Technically, no register guidance requires observability as a criterion for contributing to a landscape district, but in practice, no district exist has been identified has a landscape that lacks visible features. This leaves open a question of purely buried archeological landscapes under the Register though most archeologist could easily identify cultural landscapes through other approaches and do to other approaches including catchments, settlement, nearest neighbor, are they spatially oriented analysis involving archeological and environmental data. As for observable shipwrecks, Bulletin 20 Nominating Historic Vessels and Shipwrecks to the National Register, provides a good overview of the unique problems inherited in locating and describing shipwrecks for the Register, although it doesn’t specifically talk about landscapes. For Register review purposes, wrecks and wreck elements are always seen as archeological sites even though on a comparative level is hypothesized that the best preserved among them might easily be classified as structures under criterion C. On the surface recognizing some wrecks and structures other than archeological sites would solve many problems concerning buried archeological landscapes or at least underwater landscapes that have observable features but lots of buried archeological features also.
But if the Register would do so to recognize this as structures rather than as archeological sites, other problems would arise.
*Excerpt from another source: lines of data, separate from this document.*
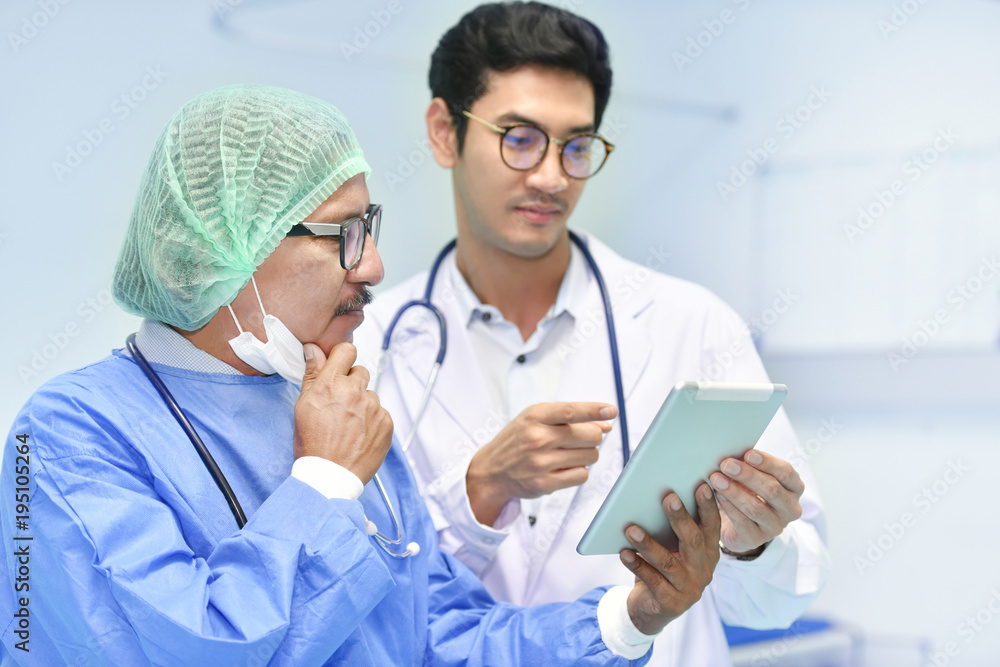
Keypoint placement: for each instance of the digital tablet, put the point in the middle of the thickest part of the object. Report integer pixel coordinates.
(699, 425)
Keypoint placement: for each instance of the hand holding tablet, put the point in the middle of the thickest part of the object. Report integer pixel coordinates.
(699, 426)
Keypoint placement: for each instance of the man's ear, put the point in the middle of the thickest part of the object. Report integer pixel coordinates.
(441, 134)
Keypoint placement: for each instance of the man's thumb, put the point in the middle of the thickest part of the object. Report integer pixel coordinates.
(315, 360)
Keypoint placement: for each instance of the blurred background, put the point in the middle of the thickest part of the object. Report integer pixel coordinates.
(831, 169)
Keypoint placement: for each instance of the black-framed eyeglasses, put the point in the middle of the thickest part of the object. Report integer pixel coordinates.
(523, 146)
(352, 233)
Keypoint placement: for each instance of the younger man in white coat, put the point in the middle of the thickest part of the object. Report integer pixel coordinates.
(507, 451)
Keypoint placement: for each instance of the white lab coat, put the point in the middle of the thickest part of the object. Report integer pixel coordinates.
(668, 330)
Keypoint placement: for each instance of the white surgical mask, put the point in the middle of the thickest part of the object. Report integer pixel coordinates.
(281, 354)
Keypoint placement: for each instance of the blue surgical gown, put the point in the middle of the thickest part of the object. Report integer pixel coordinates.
(135, 557)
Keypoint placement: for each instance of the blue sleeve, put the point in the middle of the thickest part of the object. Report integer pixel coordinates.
(468, 628)
(113, 580)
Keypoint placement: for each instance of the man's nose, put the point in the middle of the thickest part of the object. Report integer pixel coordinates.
(549, 176)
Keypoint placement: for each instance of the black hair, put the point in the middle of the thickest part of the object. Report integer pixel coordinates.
(502, 36)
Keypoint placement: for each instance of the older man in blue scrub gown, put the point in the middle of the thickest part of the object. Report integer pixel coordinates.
(121, 549)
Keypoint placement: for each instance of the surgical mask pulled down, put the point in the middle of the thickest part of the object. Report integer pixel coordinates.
(281, 354)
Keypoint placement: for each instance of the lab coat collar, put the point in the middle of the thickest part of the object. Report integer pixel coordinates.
(572, 289)
(461, 393)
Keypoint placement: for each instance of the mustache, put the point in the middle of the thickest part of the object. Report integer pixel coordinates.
(356, 301)
(541, 199)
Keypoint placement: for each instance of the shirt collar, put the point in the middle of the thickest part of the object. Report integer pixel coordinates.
(162, 345)
(569, 299)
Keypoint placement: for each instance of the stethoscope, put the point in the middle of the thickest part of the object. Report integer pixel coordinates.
(388, 544)
(425, 302)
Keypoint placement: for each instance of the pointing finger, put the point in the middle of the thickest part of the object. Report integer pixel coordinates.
(573, 413)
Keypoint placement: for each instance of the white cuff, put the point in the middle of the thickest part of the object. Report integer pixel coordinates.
(329, 478)
(451, 494)
(617, 629)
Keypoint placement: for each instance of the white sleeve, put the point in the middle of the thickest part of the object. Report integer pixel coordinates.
(459, 533)
(776, 588)
(327, 477)
(617, 629)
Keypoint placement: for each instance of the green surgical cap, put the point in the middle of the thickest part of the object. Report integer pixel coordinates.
(234, 169)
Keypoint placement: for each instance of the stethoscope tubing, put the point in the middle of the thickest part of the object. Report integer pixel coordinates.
(189, 430)
(425, 302)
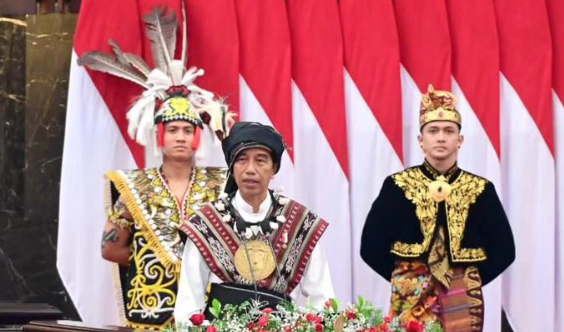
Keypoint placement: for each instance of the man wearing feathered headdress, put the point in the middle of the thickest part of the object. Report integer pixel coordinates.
(146, 207)
(436, 232)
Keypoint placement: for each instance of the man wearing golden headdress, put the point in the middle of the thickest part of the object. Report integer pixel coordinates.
(146, 207)
(436, 232)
For one higher degree of integrity is required for structures than for archeological sites. Nonetheless and despite some of the NR guidance to the contrary, isolated shipwrecks have been listed under criterion D for the information potential as well as a criterion C for aesthetic or masterwork aspects. Why? As the bulletin notes, the application of National Registry criteria to shipwrecks has not been well defined or understood. I think clarifying when and how shipwrecks should be classified as structures and not archeological sites would be critical to any attempt as involving them as contributing elements in maritime landscapes districts.
In the end, the largest issue for the Register involving submerged landscapes will not be shipwrecks or drowned former terrestrial sites themselves; however, but rather how we connect them to the land. Under the NR, the current NR regulations, both the land and the culture resources constitute the landscape, but under rural historic landscapes criteria, perhaps the closest we have under which we could nominate a maritime cultural landscape, people or cultures are required to have worked or shaped or modified the land in order for it to be considered part of an historic landscape. I think John Jensen brought up this problem earlier on how to define boundaries.
In the case of shipwrecks with few exceptions; however, most historic and prehistoric sailors or passengers did not work the ocean bottom. The working life of the vessel was typically restricted with times of floating entity not its brief tenure of sinking or sunk one. What land, if any, becomes part of that natural landscape aspect of a shipwreck landscape? That is, the guidance suggested oceans, lakes, or river bottoms are not part of the archeological sites unless physical remains of the ships or its wrecking event can be found. If this idea is extended to shipwreck landscapes, this could be problematic. How do we get the greater natural features involved into finding shipwrecks and drown site cultural landscapes? I think that is a question that I’m looking for this symposium to answer. Thank you.